As a freight broker (I'm going to start saying freight therapist) one of the biggest Trucker Load Boards has been having "glitches" over the past couple weeks. Website being down for hours, or just sluggish. This has caused delays in us moving freight, and most independent trucking companies use this product DAT.COM. May be nothing, just in my years I've been doing this, this has never really happened.
Chip Supply Chain Issue
Alright, Adam…I’ve been putting this off, but you successfully pushed me over the edge with the Sandy Cortez clip about “inflation" and not having enough “ports and chips.” The lunacy and hyperbole regarding the root causes of the semiconductor supply chain squeeze have gone far enough. Here’s what’s really happening (I apologize in advance for the length):
As everyone knows, when the World Economy switch was flipped off in March 2020, everything ground to a halt. For a brief period of time, nobody was building or buying anything. Airlines were cancelling orders, rental car companies were selling off their fleets, and so on. But shortly thereafter—after everyone took a deep, mask-inhibited breath—factories around the world were classified as “essential” and manufacturing resumed. What happened next is the root cause of the semiconductor squeeze...and a lesson in human psychology.
Let me start with a recent analogy. Back in 2011, a massive monsoon hit Thailand, resulting in widespread flooding that devastated the country. This alone wasn’t enough to crater the global economy, however, zoom in a little further and you’d have noticed the manufacturing operations for Western Digital—one of the world’s largest hard-drive manufacturers—was located there. Now, while this event alone didn’t cause a global hard drive shortage, a certain knee-jerk reaction did:
With a pre-allocated pipeline of millions of dollars in hard drives, Avnet—a massive electronics component distributor—decided to place a one billion dollar (that’s billion with a “b”) “overnight" buy with Western Digital…which of course totally cleared out their inventory. Why? Because they didn’t want anyone to beat them to it. The end result? Hard drive prices went through the roof and if you bought a hard drive any time in the next three years, whoever you bought it from bought it from Avnet.
Now you *could* call this a supply chain issue—after all, a natural disaster *did* ultimately cause disruptions in supply and production—but, in reality, this is simply toilet-paper hoarding at a corporate and global scale. Some VPs in some office somewhere didn’t want to be caught with their pants around their ankles for not having enough safety stock because the financing charges would have taken too big a bite of their margins.
Fast forward to today, and the same exact thing is happening. Ever since the initial supply shock, every massive corporation has been in a race to hoard what they can to get product built…with the added benefit of handcuffing their competitors. We see brokers sucking up any and all available inventory and selling $7 Wi-Fi modules for $70+. I recently had to run to my computer on the 4th of July after getting a stock notification on backordered part. I somehow managed to secure 500 parts we’d been waiting months for and felt like I’d just scored Burning Man tickets. Minutes later they were all gone.

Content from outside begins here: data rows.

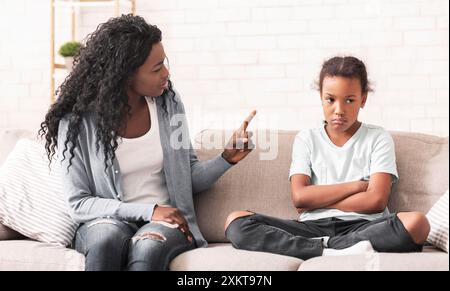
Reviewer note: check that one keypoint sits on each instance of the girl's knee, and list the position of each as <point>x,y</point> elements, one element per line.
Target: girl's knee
<point>235,215</point>
<point>417,225</point>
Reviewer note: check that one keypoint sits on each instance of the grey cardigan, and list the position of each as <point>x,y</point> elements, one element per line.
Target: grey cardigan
<point>93,193</point>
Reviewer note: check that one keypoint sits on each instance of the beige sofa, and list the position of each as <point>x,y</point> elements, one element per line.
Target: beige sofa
<point>262,186</point>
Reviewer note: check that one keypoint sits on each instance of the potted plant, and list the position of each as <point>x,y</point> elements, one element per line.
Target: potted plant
<point>68,50</point>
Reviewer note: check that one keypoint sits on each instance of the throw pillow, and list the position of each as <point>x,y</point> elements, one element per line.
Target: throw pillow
<point>438,218</point>
<point>31,196</point>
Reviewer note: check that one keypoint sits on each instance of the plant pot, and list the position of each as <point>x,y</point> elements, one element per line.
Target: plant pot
<point>69,63</point>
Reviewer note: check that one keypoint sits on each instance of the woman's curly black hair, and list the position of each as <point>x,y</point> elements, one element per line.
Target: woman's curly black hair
<point>98,83</point>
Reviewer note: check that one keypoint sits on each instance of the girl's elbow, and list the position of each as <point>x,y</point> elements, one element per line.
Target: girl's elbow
<point>380,204</point>
<point>299,200</point>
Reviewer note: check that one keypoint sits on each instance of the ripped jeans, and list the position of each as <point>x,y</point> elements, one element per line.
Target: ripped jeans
<point>113,245</point>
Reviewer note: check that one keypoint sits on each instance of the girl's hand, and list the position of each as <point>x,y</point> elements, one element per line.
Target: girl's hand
<point>174,217</point>
<point>240,144</point>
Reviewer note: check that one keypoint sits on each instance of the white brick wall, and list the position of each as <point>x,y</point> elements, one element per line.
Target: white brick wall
<point>231,56</point>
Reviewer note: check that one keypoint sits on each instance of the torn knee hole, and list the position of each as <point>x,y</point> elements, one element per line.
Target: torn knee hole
<point>150,235</point>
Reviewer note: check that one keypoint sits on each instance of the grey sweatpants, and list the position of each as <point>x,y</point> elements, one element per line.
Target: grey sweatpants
<point>302,239</point>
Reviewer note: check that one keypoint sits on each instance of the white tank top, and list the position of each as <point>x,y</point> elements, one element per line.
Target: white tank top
<point>141,164</point>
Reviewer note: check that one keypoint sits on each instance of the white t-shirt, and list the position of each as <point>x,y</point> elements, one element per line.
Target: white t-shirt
<point>370,150</point>
<point>141,164</point>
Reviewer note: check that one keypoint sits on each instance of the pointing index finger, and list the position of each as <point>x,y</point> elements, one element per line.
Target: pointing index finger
<point>247,121</point>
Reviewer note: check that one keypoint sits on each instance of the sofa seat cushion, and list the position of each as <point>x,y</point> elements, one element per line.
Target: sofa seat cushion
<point>28,255</point>
<point>431,259</point>
<point>223,257</point>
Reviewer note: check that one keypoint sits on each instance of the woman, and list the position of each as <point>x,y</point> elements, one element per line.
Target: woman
<point>127,183</point>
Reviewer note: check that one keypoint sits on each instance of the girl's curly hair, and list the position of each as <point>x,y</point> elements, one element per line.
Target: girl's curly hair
<point>97,85</point>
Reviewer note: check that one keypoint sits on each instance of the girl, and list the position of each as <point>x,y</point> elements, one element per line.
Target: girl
<point>341,177</point>
<point>128,184</point>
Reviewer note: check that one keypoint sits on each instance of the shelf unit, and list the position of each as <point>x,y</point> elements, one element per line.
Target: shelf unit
<point>72,5</point>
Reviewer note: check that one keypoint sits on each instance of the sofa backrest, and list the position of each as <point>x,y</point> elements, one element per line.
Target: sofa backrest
<point>263,186</point>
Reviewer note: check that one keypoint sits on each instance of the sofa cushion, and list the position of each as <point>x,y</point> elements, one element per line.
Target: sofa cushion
<point>223,257</point>
<point>263,186</point>
<point>422,163</point>
<point>31,195</point>
<point>8,139</point>
<point>438,218</point>
<point>27,255</point>
<point>430,260</point>
<point>7,234</point>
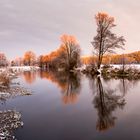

Does anybody really believe that a car built in 2021 has 10x the semiconductors of a 2019 car? Or that everyone in the world suddenly realized they needed an iPad? Or that if we only had enough “ports” that everything would be fine? Yes, this is really advanced technology, and yes, it is incredibly difficult to build, but it is *not* a supply and demand problem in the “traditional" sense everyone (including the media) seems to think it is.
Being the owner of a small business supplying Fortune 500 companies and the US government with critical hardware, I have deep connections and standing in this particular area. If nothing else, I hope this explanation reminds everyone that corporations are made up of individuals, and no matter how experienced or professional one might be, nobody is immune from the natural human instincts of fear and greed.
An Anonymous Producer (and Eagle Scout)
Where Did All the Shipping Containers Go?
The result is what Tim Boyle, chief executive of Columbia Sportswear Co., on a recent earnings conference call said is a “container dislocation” that has contributed to skyrocketing costs and complicated efforts to meet resurgent consumer demand.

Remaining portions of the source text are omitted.